'Screaming Eagle' was nothing short of sensational when unleashed onto an unsuspecting public. It threw down the gauntlet to notions of the ‘neat’ so prevalent in contemporary football flags, called into doubt the sanity of the artist and questioned the very suitability of flags as a public and uncensored art form. Compared by many in it’s emotional intensity to Munch’s The Scream it is (as Fleydon points out) obviously twice as powerful because it features two heads, which is twice as many as Munch painted.
Fleydon visibly quails before this powerful work, his powerful frame sags and his perfect teeth seem to loose their lustre.

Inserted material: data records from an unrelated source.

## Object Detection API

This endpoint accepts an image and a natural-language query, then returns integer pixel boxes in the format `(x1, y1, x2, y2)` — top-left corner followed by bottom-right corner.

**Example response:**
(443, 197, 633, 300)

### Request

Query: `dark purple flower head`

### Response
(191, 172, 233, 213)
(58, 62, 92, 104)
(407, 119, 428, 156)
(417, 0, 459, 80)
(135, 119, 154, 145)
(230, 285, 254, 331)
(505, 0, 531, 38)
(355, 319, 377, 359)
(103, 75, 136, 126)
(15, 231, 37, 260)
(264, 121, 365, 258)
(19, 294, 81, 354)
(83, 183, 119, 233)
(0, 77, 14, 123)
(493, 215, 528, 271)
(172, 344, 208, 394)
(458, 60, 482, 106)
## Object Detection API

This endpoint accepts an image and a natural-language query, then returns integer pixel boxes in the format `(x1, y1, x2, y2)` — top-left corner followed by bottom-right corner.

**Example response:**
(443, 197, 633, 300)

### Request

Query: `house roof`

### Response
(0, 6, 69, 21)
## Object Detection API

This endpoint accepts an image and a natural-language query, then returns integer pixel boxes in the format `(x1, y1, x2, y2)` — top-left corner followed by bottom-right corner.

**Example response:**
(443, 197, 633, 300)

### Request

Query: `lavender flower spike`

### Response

‘A bad, bad time for me. This is Art as Psychotherapy, a graphic representation of the power of the nightmare and the fear of sleep. I painted it freehand, from the sub-conscious in one sitting. I used an old IKEA Roman (eagle?) Blind, symbolic of the shutter against the night that no longer works. The beast is already here, within us, fighting to emerge from the primal id. Of course the drugs didn’t help. I was taking Calpol at the time for a persistent headache and I inadvertently mixed it with Bovril. Then all hell was set loose.’
Some critics picked up on the disturbing undercurrents, even as they stood in awe of the sheer power of the image
‘it looks as though its on caffeine and Benzedrine…’ was one of the more astute comments. Critics then argued about the underlining of the. What did it signify? The Sun ran a competition and came up with several startling suggestions. Fleydon himself remains silent on the matter. Whatever trauma unleashed the beast, it seems, for the present at least, to be safely contained.